The Deep End
Dir. Scott McGehee & David Siegel, screenplay also by these two.
Stars Tilda Swinton, Goran Visnjic.
Glad I didn’t pay to see this one. It’s billed as a thriller, but I got nothing out of it thrill-wise. Didn’t jump out of my seat, didn’t feel scared at any point. The soundtrack is this really annoying, repetitive little jingly number, sort of like you always get in these sorts of movies, but it seemed just to be playing _constantly_, it really got to me. The fact that I even noticed the soundtrack tells you something about how boring the rest of it was.
Brief synopsis: Margaret Hall (Swinton) hides the body of her son’s lover in order to prevent her son being implicated in his murder. Alek Spera (Visnjic) rocks up and tries to blackmail Margaret for $50,000. Margaret carries lots of bags of shopping around and drops the kids to ballet and water-polo about a hundred times over, just to prove that she is a hard working mother who does what mothers in movies do. Oh yeah, and she lives in big lakeside house, hubby is off at sea and there’s a bit of a water theme happening, though the water theme really seems to have nothing to do with anything, it’s just sort of bunged on. Alek is really not so bad, and the two of them get a bit of a dynamic going. Ah god it’s shit. That’s about it really, without spoiling it... there’s atmospheric wank-off and then it just ends. The ending seemed to offend quite a number of patrons, who walked, and I don’t blame them, and though I won’t spoil it for you, it’s a really atrocious ending. Atrocious, ridiculous, and possibly offensive, quite a combination. At this point I couldn’t tell whether people in the cinema were crying or derisively sniggering.

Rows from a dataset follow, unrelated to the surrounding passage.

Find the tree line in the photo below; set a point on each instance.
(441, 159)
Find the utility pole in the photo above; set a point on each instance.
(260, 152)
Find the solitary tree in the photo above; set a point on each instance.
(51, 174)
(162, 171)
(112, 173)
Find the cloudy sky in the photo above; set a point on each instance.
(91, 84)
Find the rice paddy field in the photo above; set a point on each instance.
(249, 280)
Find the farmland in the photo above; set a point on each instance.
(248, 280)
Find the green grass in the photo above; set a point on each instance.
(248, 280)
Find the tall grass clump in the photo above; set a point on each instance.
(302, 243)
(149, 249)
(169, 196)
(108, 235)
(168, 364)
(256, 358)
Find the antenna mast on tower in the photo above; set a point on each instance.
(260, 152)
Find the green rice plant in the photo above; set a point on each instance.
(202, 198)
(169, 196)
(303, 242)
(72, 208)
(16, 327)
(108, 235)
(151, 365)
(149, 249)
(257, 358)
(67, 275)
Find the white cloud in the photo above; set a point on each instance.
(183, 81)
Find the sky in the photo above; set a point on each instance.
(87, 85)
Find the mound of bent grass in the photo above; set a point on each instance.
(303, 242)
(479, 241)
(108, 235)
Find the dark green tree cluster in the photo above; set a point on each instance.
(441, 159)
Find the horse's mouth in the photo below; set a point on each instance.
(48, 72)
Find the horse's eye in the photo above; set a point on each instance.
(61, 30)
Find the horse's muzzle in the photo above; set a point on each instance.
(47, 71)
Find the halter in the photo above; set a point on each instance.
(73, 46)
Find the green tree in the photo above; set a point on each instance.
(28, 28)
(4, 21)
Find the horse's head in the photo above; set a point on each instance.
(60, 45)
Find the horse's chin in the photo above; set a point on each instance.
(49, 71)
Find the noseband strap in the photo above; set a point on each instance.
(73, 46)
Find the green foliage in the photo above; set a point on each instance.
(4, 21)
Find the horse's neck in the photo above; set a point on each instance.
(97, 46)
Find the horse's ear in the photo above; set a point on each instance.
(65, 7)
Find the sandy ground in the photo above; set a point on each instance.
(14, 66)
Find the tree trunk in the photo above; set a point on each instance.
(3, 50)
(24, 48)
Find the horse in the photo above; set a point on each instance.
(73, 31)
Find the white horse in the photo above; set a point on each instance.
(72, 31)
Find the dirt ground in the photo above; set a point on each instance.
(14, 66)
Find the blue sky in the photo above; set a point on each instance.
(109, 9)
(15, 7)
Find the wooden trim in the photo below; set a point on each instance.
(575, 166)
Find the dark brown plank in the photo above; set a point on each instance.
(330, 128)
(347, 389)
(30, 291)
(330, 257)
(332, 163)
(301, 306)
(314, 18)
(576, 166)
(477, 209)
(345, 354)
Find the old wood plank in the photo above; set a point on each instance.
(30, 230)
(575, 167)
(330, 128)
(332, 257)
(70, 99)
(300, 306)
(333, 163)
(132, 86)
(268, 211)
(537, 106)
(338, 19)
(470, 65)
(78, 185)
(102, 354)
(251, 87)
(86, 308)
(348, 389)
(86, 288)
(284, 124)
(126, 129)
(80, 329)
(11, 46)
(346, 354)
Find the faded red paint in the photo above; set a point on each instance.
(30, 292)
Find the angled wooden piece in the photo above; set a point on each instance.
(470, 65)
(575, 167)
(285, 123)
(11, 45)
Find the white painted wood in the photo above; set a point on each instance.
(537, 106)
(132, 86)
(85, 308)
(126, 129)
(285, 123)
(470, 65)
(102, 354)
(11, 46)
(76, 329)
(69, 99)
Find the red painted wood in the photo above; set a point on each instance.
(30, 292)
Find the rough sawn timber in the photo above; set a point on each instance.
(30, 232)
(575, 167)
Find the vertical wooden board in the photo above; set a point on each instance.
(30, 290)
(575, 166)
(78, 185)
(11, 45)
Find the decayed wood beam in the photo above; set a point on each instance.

So this was supposed to be “...a thriller with something deeply personal, even transcendent...astonishingly charged.” (Daily News.) What a load of bollocks! “Astonishingly charged.” What wank! ‘Charged’ just means “has a jingly theme in it, and you see this same aquarium about 20 times over”. A symbolically ‘significant’ aquarium. Chikackika jingle, jangle, spooky spooky... and then.. the aquarium!! Ooooh ! Unnerving! There’s no thrills whatsoever, nothing HAPPENED, the characters just talked, someone got an axe in his arm (I quietly chuckled to myself at the people going “uggh” at this point, having seen Braindead a few nights before — “you think that’s gory!! hahahahaha!! got a lawnmower? ...”) and I’m usually quite easily affected by thrillers; and no emotional involvement whatsoever, not for me anyway.
Just another crap American movie really, full of all the same old clichés and stereotypes.